Wein, a longtime friend, said Seeger “never gives up hope that the world will be better place to live—and that sums him up.”

MAKE OBAMA DO IT. Amy Goodman, visiting Austin (4/29) on a tour promoting the paperback edition of her book, Standing Up to the Madness: Ordinary Heroes in Extraordinary Times, was asked what progressives can do about what they see as a lack of resolve by the Obama administration. She recalled the story Eleanor Roosevelt told of a meeting between her husband, Franklin D. Roosevelt, and A. Phillip Randolph, the organizer of black Pullman sleeping-car porters. The president asked Randolph what he thought of the plight of Negro people and where the nation was headed. After Randolph laid out what needed to be done, FDR replied, “You know, Mr. Randolph, I’ve heard everything you’ve said tonight, and I couldn’t agree with you more. I agree with everything that you’ve said, including my capacity to be able to right many of these wrongs and to use my power and the bully pulpit. ... But I would ask one thing of you, Mr. Randolph, and that is go out and make me do it.”

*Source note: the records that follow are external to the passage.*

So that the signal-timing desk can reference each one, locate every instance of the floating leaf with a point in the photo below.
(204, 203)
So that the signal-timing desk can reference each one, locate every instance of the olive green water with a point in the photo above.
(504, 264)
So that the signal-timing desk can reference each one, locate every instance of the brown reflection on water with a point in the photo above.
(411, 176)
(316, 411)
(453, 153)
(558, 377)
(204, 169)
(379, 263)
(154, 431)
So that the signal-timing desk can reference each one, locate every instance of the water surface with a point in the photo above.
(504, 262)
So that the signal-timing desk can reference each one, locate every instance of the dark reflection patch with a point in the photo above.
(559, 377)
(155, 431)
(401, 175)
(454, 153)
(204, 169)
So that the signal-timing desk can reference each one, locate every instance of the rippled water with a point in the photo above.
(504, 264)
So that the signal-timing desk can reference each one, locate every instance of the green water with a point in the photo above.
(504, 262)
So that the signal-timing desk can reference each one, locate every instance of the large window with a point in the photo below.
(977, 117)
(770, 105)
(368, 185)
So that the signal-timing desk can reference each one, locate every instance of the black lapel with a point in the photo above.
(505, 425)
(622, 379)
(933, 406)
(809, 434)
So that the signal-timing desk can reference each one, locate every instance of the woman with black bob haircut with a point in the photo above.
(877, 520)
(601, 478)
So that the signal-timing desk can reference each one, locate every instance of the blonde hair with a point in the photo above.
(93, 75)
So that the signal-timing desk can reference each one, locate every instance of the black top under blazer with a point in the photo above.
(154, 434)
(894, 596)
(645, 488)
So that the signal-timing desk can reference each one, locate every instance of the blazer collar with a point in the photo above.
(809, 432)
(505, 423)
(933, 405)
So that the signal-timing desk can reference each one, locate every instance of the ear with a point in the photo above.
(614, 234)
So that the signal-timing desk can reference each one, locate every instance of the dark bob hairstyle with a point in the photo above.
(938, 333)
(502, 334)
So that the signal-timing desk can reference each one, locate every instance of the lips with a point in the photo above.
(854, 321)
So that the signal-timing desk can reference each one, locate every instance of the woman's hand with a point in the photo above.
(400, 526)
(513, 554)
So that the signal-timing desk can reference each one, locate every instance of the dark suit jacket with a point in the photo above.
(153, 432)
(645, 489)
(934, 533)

That story was retold by Barack Obama at a campaign fundraiser in Montclair, N.J. more than a year ago, Goodman said. After recounting the Randolph story, Obama said he couldn’t do it alone, either. So he told his supporters, “Make me do it.”

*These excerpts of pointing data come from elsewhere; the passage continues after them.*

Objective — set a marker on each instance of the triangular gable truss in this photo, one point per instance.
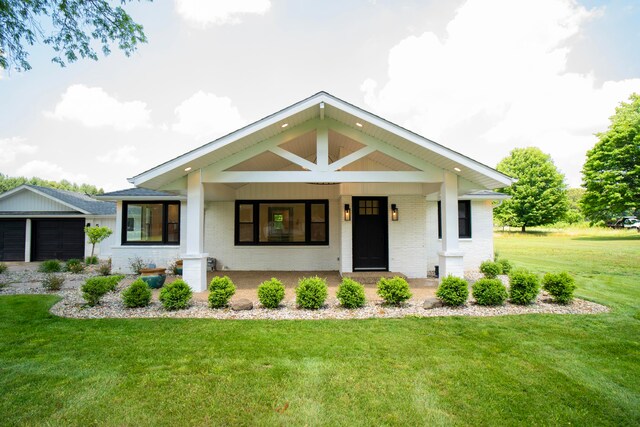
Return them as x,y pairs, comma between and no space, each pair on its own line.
323,169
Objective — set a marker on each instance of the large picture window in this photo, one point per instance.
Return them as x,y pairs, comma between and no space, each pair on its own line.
282,222
464,219
151,223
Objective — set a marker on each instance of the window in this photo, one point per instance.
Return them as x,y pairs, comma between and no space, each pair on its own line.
152,223
464,219
282,222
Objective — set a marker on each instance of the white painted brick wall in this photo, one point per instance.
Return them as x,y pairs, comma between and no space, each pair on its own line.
476,249
407,236
219,243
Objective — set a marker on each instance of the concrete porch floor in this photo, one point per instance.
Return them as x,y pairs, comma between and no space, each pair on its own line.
247,284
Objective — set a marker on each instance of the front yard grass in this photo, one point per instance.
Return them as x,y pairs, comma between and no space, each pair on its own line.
530,369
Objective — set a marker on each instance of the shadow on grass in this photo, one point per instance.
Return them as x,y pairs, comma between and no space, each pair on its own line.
608,238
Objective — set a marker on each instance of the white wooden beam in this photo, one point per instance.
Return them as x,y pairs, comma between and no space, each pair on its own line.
317,176
346,160
294,158
322,149
260,147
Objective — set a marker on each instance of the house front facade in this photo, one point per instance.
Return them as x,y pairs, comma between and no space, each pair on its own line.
320,185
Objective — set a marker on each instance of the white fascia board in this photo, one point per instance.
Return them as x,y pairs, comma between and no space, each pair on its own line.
33,190
195,154
461,159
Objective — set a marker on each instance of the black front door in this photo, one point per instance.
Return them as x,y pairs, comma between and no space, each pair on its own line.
370,228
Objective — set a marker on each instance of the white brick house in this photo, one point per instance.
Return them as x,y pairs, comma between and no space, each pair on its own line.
320,185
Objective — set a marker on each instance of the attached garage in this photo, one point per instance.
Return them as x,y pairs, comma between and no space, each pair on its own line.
12,239
61,239
40,223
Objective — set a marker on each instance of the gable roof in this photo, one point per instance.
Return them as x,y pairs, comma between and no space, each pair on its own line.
80,202
323,106
139,194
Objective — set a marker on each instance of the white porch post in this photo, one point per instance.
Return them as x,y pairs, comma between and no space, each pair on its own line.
194,260
27,241
451,258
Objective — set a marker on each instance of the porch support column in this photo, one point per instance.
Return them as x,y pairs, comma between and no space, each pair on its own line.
27,241
194,267
451,262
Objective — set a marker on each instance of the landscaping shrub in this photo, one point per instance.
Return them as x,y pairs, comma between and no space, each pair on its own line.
74,266
176,295
104,269
137,294
53,282
311,293
221,289
523,286
490,269
271,293
453,291
505,265
50,266
137,264
489,292
94,289
350,294
394,291
560,286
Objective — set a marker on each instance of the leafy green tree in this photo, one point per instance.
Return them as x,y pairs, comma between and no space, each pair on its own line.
8,182
611,174
539,197
71,27
96,235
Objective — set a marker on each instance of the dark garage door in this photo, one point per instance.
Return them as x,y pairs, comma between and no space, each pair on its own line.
57,239
12,232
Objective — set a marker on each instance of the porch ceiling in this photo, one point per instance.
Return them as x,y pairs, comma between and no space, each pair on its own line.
299,137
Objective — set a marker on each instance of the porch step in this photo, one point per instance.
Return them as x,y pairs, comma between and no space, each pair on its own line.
371,277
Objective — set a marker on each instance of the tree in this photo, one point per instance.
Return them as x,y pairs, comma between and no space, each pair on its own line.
96,235
611,174
9,182
539,197
72,28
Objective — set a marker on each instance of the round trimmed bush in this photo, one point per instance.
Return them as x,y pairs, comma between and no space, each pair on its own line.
505,265
394,291
221,289
176,295
137,294
50,266
490,269
560,286
453,291
311,293
489,292
350,294
524,286
271,293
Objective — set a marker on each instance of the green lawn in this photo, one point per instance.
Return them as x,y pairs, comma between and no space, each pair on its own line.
534,369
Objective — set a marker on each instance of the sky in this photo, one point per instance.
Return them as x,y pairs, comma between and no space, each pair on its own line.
481,77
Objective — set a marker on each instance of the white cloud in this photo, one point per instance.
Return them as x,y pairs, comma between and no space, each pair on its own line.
204,12
10,148
93,107
207,116
51,171
125,155
499,80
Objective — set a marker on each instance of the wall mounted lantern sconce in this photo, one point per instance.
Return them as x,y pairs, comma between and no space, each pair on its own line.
394,212
347,212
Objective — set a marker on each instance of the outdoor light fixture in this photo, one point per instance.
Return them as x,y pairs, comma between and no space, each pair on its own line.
347,212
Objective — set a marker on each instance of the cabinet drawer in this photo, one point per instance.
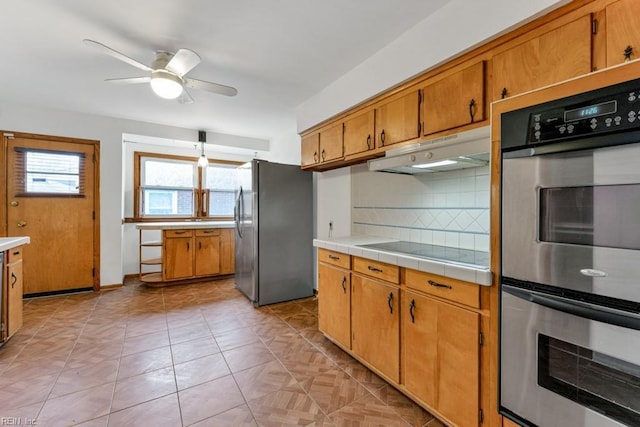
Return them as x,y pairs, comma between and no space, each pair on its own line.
178,233
335,258
13,255
444,287
208,232
377,269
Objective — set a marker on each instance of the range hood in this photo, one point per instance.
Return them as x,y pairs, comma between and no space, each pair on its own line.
459,151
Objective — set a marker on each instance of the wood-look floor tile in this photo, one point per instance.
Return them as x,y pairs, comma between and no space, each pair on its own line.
333,389
146,361
77,407
194,349
235,338
286,407
247,356
307,364
239,416
76,379
209,399
200,370
367,411
139,343
161,412
406,408
263,379
142,388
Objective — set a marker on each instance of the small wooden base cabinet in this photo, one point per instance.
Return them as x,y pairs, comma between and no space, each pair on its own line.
12,289
185,253
419,331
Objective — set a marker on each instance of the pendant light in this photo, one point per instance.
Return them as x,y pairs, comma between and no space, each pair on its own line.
203,162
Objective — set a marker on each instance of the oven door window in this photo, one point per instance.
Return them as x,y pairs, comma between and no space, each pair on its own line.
604,215
599,382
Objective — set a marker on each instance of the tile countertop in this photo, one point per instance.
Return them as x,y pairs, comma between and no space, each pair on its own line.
7,243
184,225
350,245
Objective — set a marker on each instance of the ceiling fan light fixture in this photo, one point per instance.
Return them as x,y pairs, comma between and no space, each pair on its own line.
165,84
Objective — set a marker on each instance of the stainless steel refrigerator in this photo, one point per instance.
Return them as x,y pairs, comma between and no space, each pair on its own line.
274,232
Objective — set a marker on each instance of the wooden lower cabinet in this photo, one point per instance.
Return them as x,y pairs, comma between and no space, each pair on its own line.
440,363
375,324
14,290
334,308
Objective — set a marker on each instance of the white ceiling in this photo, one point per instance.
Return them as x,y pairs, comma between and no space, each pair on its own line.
277,53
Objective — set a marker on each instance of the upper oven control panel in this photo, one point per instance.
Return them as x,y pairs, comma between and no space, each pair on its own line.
605,114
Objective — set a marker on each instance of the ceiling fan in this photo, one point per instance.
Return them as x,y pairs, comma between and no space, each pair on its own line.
167,73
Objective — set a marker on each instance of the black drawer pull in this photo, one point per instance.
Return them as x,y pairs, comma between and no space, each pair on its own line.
439,285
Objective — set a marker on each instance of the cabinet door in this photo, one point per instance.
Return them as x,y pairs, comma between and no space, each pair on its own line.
398,120
178,258
207,255
375,325
359,133
455,100
555,56
310,149
334,303
227,251
331,143
458,364
419,346
14,297
623,37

Goodman added, “I think that’s the challenge.”

MAKE CONGRESS DO IT. Mike Lux, a progressive political consultant who worked two years in the Clinton White House as special assistant to the president for public liaison, and recently worked on the transition team for president-elect Obama, visited Austin (5/6) on tour promoting his book, Progressive Revolution: How the Best in American Came to Be. He also said progressive-minded folks need to organize to push Obama. “We need progressive media and blogs to keep the heat on in a major way,” he said, adding, “Even when you’re represented by liberal congress member, you need to keep pushing them.”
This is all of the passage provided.